In Devil House, Gage Chandler, a writer of true crime novels, is asked to write about a crime that, at first, seems right up his alley. He moves into the house in which the crimes took place, a house that had many facades over the years, most notably the porn shop it was before it became abandoned and became a murder scene. While living in it and remodeling so it would look as close as possible to the way it did at the time of the murders and digging deep into the true story of what happened all those years ago, he is faced with a dilemma: what can a true crime writer do when he believes it is for the best to leave the truth in the shadows.
“What are we willing to trade for a clear view of things? What are the chances we’ll regret the bargain later on?”
Not only is Devil House about the double murder of a landlady and a potential buyer that took place in the abandoned porn shop that Gage eventually finds himself living in, remodeled to be an acceptable home, but we are also told the story of The White Witch of Morro Bay, which was Gage’s first book written about a case he was familiar with from his childhood. The horror story told on the playground was of a teacher who was actually a witch, and she lured two boys to her home in order to kill them for her rituals. The true story being a teacher who finds herself in a terrifying incident where two of her students break into her house to rob her and she kills them in self-defense (though very brutally). The horror story told about Devil House was a group of teenagers killing two adults in a Satanic sacrifice. The story Gage tells us is about a group of teens dressing up the shop, which had become their sort of clubhouse, to look a bit Satanic in order to scare away any prospective buyers because one of their friends was homeless and was living in the store. Could this friend have killed the adults in a desperate attempt to keep his “home” safe? Could the teens conspired together to kill the adults? Or is this even the true story?
“Nobody cares about the actual details of anything, they just want the feeling they get when the story punches their buttons.”
In reality, this isn’t a book about solving a crime that went cold. To me, this book was about 1) the way we mythologize horrendous crimes and 2) the way every form of media that profits off of these crimes end up minimalizing the lives of the victim’s and reopen painful wounds for the victim’s families. We talk about these people only in the context of whatever horrible event took place, stripping their entire being down to a single word: victim, onlooker, killer/monster. In reality, these people are so much more than who they were at that particular moment in time. But that’s the only time of their life that we have any interest in. We don’t know them, and we will never know them as anything but victim, onlooker, or killer.
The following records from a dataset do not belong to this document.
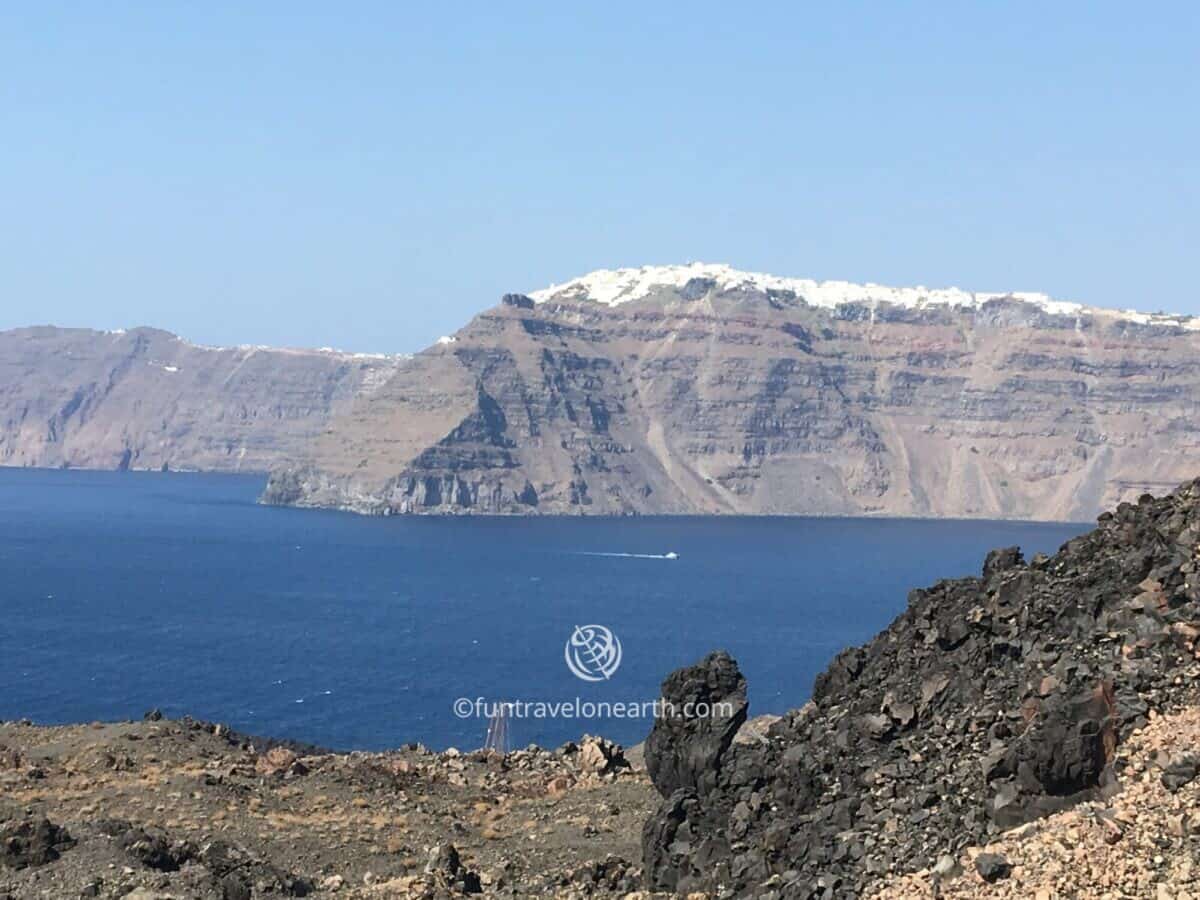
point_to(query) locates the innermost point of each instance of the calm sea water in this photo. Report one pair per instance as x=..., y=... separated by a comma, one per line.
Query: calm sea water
x=120, y=592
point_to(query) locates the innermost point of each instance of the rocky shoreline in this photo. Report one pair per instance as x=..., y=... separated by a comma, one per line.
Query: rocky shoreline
x=1030, y=732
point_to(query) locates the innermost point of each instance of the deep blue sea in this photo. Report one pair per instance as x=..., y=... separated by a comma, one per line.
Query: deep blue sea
x=121, y=592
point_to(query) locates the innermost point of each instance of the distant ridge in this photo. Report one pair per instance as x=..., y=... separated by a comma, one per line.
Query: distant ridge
x=613, y=287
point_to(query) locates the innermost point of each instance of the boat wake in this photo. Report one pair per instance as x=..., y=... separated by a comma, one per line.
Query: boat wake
x=672, y=555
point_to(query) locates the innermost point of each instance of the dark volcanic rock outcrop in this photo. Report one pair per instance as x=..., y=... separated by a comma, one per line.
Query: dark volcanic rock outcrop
x=989, y=702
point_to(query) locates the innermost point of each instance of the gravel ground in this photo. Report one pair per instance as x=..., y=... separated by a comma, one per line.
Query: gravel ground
x=183, y=809
x=1143, y=841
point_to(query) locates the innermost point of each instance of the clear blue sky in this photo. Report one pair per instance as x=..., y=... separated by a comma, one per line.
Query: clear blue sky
x=370, y=174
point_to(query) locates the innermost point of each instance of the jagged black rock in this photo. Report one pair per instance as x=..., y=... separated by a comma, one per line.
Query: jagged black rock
x=988, y=702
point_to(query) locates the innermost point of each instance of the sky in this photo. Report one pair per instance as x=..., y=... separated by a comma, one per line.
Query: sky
x=369, y=175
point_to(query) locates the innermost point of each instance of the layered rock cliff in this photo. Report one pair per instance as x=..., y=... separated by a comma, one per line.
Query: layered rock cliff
x=147, y=400
x=988, y=703
x=703, y=390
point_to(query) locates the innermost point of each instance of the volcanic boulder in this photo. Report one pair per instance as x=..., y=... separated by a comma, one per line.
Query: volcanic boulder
x=988, y=702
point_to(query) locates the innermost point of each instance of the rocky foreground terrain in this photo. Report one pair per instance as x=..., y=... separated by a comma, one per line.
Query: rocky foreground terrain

“That was the problem with my book, you said. Everything about it was real except for the people, who could only be one way for me because I had a story to tell, but the story was bigger than that, and the people were real, not characters in a movie whose lives were only important when they were doing something awful.”
The White Witch of Morro Bay and Devil House are similar in that they both became a bit like a local legend. Witches and rituals, Satanists and sacrifices. But I think they fit together in this book because as Gage is living in the murder house, he gets a long letter from the mother of one of the boys who was killed by the teacher (aka the White Witch). I think Gage’s uncertainty about writing the true story of what happened in the abandoned porn store was already a cloud in his mind, but this letter made that cloud much heavier. She tells him more about Jesse, her son, who Gage cast as the adrift teenager, abused by his father, desperate for a friend, any friend, even a dangerous one like Gene. She tells him who Jesse was to her, and how his book erased the boy he truly was, the man he could have been, and made him into a caricature. She tells him about the pain and the guilt she lived with constantly even before Jesse’s death which only got worse afterwards. She tells him about the pain his book caused her, boiling her life and her son’s life down to the worst bits, as if those were the only ones that matter. I can only assume it made Gage even more hesitant to tell the truth of what happened at Devil House and even a bit protective of the people involved in the story he carefully dug up from the past. Because these are people, not characters whose lives only matter to further the storyline.
“Those of us on this side of the disaster, we get so dazzled by the fireworks, by the conflagration, that we don’t see the gigantic expanse over there on the other side of the flames, but people have to live there.”
Overall, I’d say this was a very though-provoking book, possibly the most thought-provoking book I’ve read in a while. I’m a fan of true crime books and shows, and it did make me look back and see that the victims are often glossed over. Do their family members receive any sort of compensation when the most horrific incident in their lives get made into a book, tv show, or movie? Does anyone think of them? I think, if I were to choose a quote from Devil House that stood out to me as a sort of lesson to take away from the story, it would be this:
“Stories in which something ugly bursts out from the confines of its sac are necessarily about every person inside the blast area.”
I still believe true crime stories are important and telling them is necessary. We need to be reminded that the people who commit these crimes aren’t monsters. They are human, deeply pained or unhinged, but still human. But we also need to remember and respect the lives of those that were cut short too soon. We shouldn’t be okay with letting them go down in history as “victim.” They were so much more than that and continue to be more than that in the hearts of those that knew them. We need to find that balance. Maybe it’s impossible to tell these horrific stories without a single person feeling any pain, but there must be a way to alleviate some of it. We could at least try.